BookmarkSubscribeRSS Feed
🔒 This topic is solved and locked. Need further help from the community? Please sign in and ask a new question.
newsasuser
Calcite | Level 5

I'm trying to select observations by using a range of values that contain decimals. It's important to use the exact numbers and not round.

This is what I tried:

 

data want; set have;

if variable in (800.0:801.9,803.0:804.9,850.0:854.1,950.1:950.3,995.55,959.01)  then output;run;

 

When I did proc print for an observation that had a value of 850.5 for my variable, it didn't show up.

I also tried using "-" instead of ":" and same thing. Short of writing out every single value, is there any way to make sure SAS will include every value in between each of those ranges?

 

Thanks,

Laura

1 ACCEPTED SOLUTION

Accepted Solutions
Tom
Super User Tom
Super User

The START:END shortcut syntax is only for integers.

Either type them out, or use a loop to generate a macro variable with the list.

Using a data step DO loop would be easier since you can list all of the groups in one DO statement.

data _null_;
  length list $5000 ;
  do x=800.0 to 801.9 by 0.1
      ,803.0 to 804.9 by 0.1
      ,850.0 to 854.1 by 0.1
      ,950.1 to 950.3 by 0.1
      ,995.55
      ,959.01
  ;
    list=catx(' ',list,put(x,6.2));
  end;
  call symputx('list',list);
run;

Then you can use the macro variable in your later code.

data want;
  set have;
  if variable in (&list);
run;

Note there is no need to use commas to separate the list of values given the IN() operator. Space delimiters are much easier to use with SAS code since you can pass them as macro parameter values without having to use macro quoting.

View solution in original post

10 REPLIES 10
mkeintz
PROC Star

Of course you didn't get an 850.5.  There is no literal 850.5 in your value list.

--------------------------
The hash OUTPUT method will overwrite a SAS data set, but not append. That can be costly. Consider voting for Add a HASH object method which would append a hash object to an existing SAS data set

Would enabling PROC SORT to simultaneously output multiple datasets be useful?
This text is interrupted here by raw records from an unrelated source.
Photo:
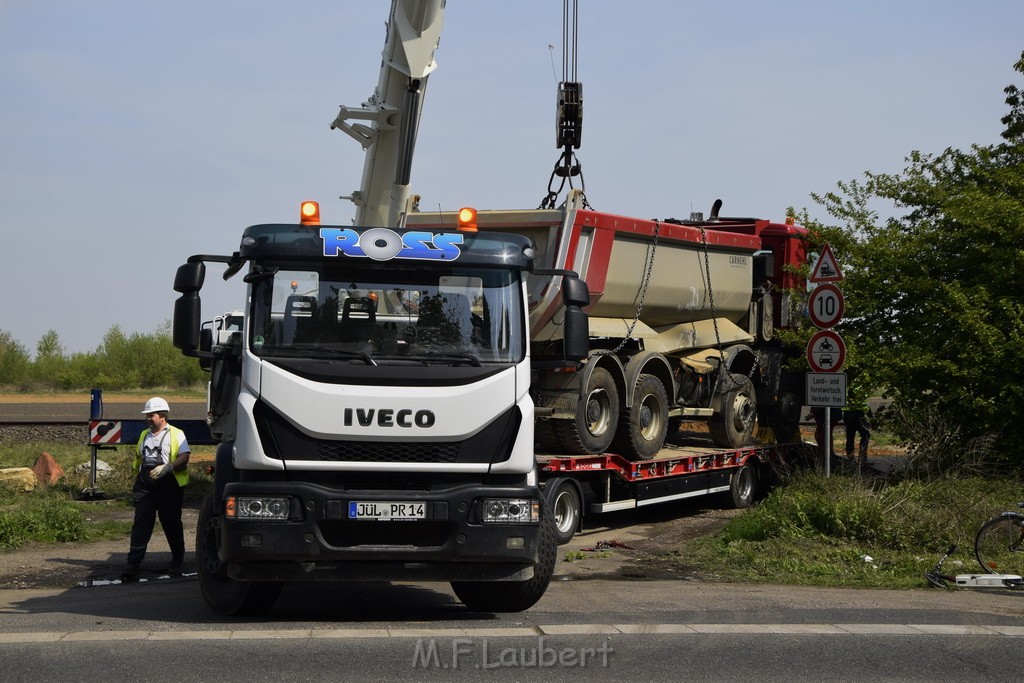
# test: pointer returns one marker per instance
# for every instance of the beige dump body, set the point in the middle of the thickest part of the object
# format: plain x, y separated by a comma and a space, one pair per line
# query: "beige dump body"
614, 255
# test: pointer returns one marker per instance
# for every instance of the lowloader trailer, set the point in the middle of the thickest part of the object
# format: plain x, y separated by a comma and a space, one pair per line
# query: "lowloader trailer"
685, 468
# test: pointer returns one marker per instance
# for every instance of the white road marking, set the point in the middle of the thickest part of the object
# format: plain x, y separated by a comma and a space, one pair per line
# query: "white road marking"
523, 632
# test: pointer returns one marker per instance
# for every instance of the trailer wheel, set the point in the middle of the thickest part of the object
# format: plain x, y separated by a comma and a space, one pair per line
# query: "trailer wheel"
223, 594
732, 426
505, 596
743, 486
645, 424
597, 415
567, 510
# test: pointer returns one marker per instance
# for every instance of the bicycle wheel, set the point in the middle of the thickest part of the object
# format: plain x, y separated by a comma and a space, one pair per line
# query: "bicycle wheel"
999, 544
Then vote for
Allow PROC SORT to output multiple datasets

--------------------------
OliviaWright
SAS Employee

Hi, @newsasuser!

 

The IN operator is meant to be used in character comparisons, as you specify lists of discrete values. This is why you cannot specify numeric ranges. The easiest way to accomplish your goal is to use the >, <, <=, >= operators. 

 

For example, 

data want;
set have;
if variable >= 800.0 and variable <= 800.9 then output; run;

and so on. Let me know if that helps!

 

 

Tom
Super User Tom
Super User

The START:END shortcut syntax is only for integers.

Either type them out, or use a loop to generate a macro variable with the list.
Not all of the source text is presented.